In depth Wikipedia style explanation
According to Wikipedia, a closure is:
Techniques for implementing lexically scoped name binding in languages with first-class functions.
What does that mean? Lets look into some definitions.
I will explain closures and other related definitions by using this example:
function startAt(x) {
return function (y) {
return x + y;
}
}
var closure1 = startAt(1);
var closure2 = startAt(5);
console.log(closure1(3)); // 4 (x == 1, y == 3)
console.log(closure2(3)); // 8 (x == 5, y == 3)
First-class functions
Basically that means we can use functions just like any other entity. We can modify them, pass them as arguments, return them from functions or assign them for variables. Technically speaking, they are first-class citizens, hence the name: first-class functions.
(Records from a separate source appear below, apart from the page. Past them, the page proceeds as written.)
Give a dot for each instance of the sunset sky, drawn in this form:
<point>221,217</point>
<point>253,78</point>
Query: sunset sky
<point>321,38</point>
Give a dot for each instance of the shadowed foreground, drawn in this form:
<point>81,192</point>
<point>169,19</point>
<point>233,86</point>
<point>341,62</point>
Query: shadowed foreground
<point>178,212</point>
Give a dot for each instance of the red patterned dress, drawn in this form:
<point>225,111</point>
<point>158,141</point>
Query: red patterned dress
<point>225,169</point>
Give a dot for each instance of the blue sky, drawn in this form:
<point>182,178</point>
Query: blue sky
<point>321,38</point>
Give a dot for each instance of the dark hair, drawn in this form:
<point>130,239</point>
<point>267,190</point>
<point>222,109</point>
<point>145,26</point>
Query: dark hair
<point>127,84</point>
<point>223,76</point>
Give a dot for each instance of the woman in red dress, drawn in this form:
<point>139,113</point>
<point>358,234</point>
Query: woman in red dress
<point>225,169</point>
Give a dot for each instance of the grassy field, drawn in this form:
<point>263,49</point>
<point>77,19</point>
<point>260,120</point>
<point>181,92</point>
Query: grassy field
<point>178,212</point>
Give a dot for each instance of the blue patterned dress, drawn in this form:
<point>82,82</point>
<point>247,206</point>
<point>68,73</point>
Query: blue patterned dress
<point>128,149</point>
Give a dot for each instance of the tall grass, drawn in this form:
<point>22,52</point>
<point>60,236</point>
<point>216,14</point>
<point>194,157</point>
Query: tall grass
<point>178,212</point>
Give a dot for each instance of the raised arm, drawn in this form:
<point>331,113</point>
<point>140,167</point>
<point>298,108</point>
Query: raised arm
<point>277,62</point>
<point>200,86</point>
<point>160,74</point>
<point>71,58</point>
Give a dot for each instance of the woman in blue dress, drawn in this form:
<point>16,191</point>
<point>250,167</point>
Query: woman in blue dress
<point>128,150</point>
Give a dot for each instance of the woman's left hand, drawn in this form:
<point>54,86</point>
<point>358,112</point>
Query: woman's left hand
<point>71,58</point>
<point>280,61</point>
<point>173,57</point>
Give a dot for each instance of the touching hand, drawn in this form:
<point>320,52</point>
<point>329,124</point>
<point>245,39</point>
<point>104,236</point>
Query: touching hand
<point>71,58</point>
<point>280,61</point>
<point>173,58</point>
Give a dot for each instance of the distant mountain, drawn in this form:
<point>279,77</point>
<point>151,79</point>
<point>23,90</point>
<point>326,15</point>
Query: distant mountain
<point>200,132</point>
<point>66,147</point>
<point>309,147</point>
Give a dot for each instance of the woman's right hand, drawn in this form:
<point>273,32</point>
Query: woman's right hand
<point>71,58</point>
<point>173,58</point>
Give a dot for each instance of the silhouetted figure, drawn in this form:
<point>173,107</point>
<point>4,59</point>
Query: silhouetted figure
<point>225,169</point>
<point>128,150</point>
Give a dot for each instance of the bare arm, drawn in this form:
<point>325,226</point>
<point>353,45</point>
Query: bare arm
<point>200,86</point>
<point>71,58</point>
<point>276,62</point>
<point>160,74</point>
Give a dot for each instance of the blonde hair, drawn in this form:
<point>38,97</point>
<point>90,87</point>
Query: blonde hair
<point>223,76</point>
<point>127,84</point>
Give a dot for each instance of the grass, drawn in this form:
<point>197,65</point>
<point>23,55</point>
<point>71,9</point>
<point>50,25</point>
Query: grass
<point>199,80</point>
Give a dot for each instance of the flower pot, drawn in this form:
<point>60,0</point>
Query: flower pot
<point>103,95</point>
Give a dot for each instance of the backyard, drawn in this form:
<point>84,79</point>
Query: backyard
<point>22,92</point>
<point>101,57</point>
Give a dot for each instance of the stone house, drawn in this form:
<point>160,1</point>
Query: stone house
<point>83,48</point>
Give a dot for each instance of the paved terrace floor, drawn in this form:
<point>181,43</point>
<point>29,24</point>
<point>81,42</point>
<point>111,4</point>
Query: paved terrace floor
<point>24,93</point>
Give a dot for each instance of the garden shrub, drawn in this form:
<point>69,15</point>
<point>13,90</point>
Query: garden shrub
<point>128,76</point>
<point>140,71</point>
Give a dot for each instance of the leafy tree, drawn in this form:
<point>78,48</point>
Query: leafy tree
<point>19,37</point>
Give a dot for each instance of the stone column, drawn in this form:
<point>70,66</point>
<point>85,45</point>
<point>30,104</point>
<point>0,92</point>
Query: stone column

In the example above, startAt returns an (anonymous) function which function get assigned to closure1 and closure2. So as you see JavaScript treats functions just like any other entities (first-class citizens).
Name binding
Name binding is about finding out what data a variable (identifier) references. The scope is really important here, as that is the thing that will determine how a binding is resolved.
In the example above:
In the inner anonymous function's scope, y is bound to 3.
In startAt's scope, x is bound to 1 or 5 (depending on the closure).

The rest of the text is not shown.